[LXD] Automated cluster healing

Project LXD
Status Implemented
Author(s) @monstermunchkin
Approver(s) @stgraber @tomp
Release 5.14
Internal ID LX040

Abstract

This adds automated cluster member evacuation which migrates remote-backed instances if a cluster member is offline for a certain amount of time.

Rationale

Currently, offline cluster members are not automatically evacuated. This however would be beneficial if the offline cluster member has remote-backed instances. These can be migrated even if the member is offline.

Specification

Design

The following new configuration will be added:

  • cluster.healing_threshold

The automated cluster member evacuation can be enabled by setting the configuration key to a positive integer. If this value is lower than cluster.offline_threshold, that value will be used internally instead. This value represents the time is seconds after which an offline cluster member may be evacuated automatically.
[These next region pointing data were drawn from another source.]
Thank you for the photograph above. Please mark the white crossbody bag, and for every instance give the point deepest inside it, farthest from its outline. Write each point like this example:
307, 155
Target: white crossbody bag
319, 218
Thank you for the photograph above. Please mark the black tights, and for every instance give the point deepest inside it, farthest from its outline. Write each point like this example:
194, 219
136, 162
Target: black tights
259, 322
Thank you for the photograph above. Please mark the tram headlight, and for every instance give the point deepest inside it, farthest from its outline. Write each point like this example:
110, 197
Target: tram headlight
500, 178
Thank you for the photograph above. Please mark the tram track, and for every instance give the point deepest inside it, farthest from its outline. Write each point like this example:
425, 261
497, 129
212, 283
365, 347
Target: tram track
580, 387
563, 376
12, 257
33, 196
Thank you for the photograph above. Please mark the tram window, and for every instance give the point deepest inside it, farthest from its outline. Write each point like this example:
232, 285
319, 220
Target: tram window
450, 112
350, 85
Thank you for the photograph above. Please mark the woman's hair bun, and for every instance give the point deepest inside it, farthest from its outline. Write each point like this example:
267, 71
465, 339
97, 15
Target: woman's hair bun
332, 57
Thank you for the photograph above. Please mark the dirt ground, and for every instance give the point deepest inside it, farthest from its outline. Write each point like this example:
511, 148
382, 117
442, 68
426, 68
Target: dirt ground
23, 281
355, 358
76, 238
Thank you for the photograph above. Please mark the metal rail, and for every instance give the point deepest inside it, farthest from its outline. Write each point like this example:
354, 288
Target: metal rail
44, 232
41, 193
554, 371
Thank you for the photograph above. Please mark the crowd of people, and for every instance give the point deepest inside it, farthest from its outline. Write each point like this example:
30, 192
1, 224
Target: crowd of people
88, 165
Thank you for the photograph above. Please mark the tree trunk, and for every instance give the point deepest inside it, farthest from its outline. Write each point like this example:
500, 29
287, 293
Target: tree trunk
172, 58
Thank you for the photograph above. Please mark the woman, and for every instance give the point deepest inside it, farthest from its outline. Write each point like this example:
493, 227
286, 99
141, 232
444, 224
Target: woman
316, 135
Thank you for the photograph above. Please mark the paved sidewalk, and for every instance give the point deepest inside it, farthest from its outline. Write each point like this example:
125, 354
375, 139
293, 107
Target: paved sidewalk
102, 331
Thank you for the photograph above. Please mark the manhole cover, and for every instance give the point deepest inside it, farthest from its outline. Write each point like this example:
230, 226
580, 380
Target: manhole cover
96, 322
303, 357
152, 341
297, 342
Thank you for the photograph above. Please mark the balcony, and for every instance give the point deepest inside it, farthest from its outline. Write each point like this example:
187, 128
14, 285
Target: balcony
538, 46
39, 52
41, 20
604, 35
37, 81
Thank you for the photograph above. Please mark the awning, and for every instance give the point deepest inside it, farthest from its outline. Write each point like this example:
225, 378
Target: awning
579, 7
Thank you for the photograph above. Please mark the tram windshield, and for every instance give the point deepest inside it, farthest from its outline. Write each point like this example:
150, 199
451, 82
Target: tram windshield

If enabled, the cluster leader checks for offline members every minute, and evacuates those members if needed. Remote-backed instances are then migrated, and local instances are ignored as those cannot be migrated.

Once the offline member comes back online, it won’t be restored automatically. This needs to be done manually.

API changes

No API changes.

CLI changes

No CLI changes.

Database changes

No database changes.

Upgrade handling

No upgrade handling.